When you see an expired domain auction for a crappy domain reaching stratospheric levels, you can be that people are bidding on it because it used to have an active website. They acquire the domain name to take advantage of the existing search engine rankings and backlinks pointing to the domain.
What does Google do about this? John Mueller, the public SEO face of Google’s search team, answered the question in a recent video.
Mueller said that Google does a decent job of figuring out if someone is trying to game the system, but it needs to be cautious. After all, domain names change ownership all of the time, and this doesn’t mean that the domain should start from zero in a search engine’s eyes.
He admitted that Google doesn’t always get it right.
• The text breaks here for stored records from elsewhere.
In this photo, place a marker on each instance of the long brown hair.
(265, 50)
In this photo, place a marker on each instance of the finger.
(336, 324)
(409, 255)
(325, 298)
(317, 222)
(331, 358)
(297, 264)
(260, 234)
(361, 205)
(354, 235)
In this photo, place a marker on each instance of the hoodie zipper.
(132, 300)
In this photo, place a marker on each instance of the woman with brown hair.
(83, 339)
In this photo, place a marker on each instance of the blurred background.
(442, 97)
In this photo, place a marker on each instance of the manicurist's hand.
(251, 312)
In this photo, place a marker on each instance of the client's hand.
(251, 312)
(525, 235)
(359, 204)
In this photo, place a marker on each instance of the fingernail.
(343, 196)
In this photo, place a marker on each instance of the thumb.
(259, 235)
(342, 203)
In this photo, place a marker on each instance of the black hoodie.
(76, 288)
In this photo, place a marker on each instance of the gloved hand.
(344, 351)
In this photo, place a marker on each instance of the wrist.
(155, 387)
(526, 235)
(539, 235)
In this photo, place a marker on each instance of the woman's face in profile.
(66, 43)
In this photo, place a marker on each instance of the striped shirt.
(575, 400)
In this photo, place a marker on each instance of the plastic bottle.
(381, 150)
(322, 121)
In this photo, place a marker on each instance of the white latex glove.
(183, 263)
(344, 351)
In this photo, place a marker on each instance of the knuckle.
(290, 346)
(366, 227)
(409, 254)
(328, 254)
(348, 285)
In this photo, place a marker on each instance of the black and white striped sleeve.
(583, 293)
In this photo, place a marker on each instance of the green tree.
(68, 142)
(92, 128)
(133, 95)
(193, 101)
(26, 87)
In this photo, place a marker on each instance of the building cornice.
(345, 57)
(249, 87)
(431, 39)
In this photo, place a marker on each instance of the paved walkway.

It’s certainly a complicated issue for Google. I recall Vint Cerf bemoaning the practice of auctioning off domains before they expire at Domain Roundtable in 2006; it made it more difficult for Google to figure out if a domain expired and was picked up by someone else or was merely transferred to another owner.
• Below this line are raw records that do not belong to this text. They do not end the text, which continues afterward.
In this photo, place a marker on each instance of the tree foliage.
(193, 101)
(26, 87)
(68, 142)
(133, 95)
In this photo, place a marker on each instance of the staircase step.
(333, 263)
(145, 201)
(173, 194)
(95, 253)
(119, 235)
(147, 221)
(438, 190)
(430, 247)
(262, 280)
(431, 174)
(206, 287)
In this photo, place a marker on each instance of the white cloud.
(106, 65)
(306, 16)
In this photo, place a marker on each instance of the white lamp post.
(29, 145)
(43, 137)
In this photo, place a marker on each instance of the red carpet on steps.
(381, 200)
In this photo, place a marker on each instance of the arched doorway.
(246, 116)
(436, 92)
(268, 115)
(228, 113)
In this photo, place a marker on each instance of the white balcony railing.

This video is queued up to his answer:
But Google itself don’t rank sites based on backlinks or content anymore, it seems Google has a ranking issue, they rank low quality content even higher these days.
Yes, I noticed that Google now gives very wrong info at the top especially when you type net worth, you get ridiculous results , and sometimes Inlcude snippets of web pages that are nonexistent on the page wje the you click on such result.
I think they’ve messed up their algorithm trying to make it better. Bad move
Its a big game , us small guys can never win
Does google still have the time to rank a year+ website, cause I am confuse here.
This guy is very monotone, but I learned about images and the future.